Lessons from the repression of the α-fetoprotein gene in the adult liver



The developmental regulation of the α-fetoprotein (AFP) gene in liver results in high-level expression in the fetus, followed by dramatic transcriptional repression after birth. We have examined the mouse AFP gene for transcriptional control sequences that may be involved in its postnatal repression in liver. We showed previously that removal of a DNA region between positions −250 base pairs (bp) and −838 bp of the AFP gene resulted in the persistence of expression of an AFP minigene in the postpartum liver of transgenic mice (Vacher and Tilghman, Science 250;1732–1735, 1990). This study examines the distribution of these transgene transcripts in liver using in situ hybridization. We show that there is a zonal distribution of minigene transcripts in the adult livers of these animals. Hepatocytes surrounding the central veins express high levels of minigene transcripts, while hepatocytes in the intermediate and portal areas contain few, if any, transcripts.

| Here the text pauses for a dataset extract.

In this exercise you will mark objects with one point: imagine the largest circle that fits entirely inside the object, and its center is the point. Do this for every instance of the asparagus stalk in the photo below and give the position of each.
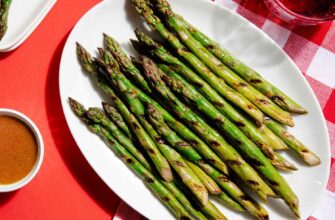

Quantitative RNAsc protection analysis shows a decrease in transgene RNA levels after birth, consistent with repression in all but a small subset of hepatocytes. These results indicate that repression in the pericentral hepatocytes is dependent upon the presence of a cis-acting, negative-regulatory domain, which is located between the enhancers and the proximal promoter of the AFP gene. In contrast, this domain is not essential for complete repression of AFP transgenes in the intermediate zone and periportal hepatocytes.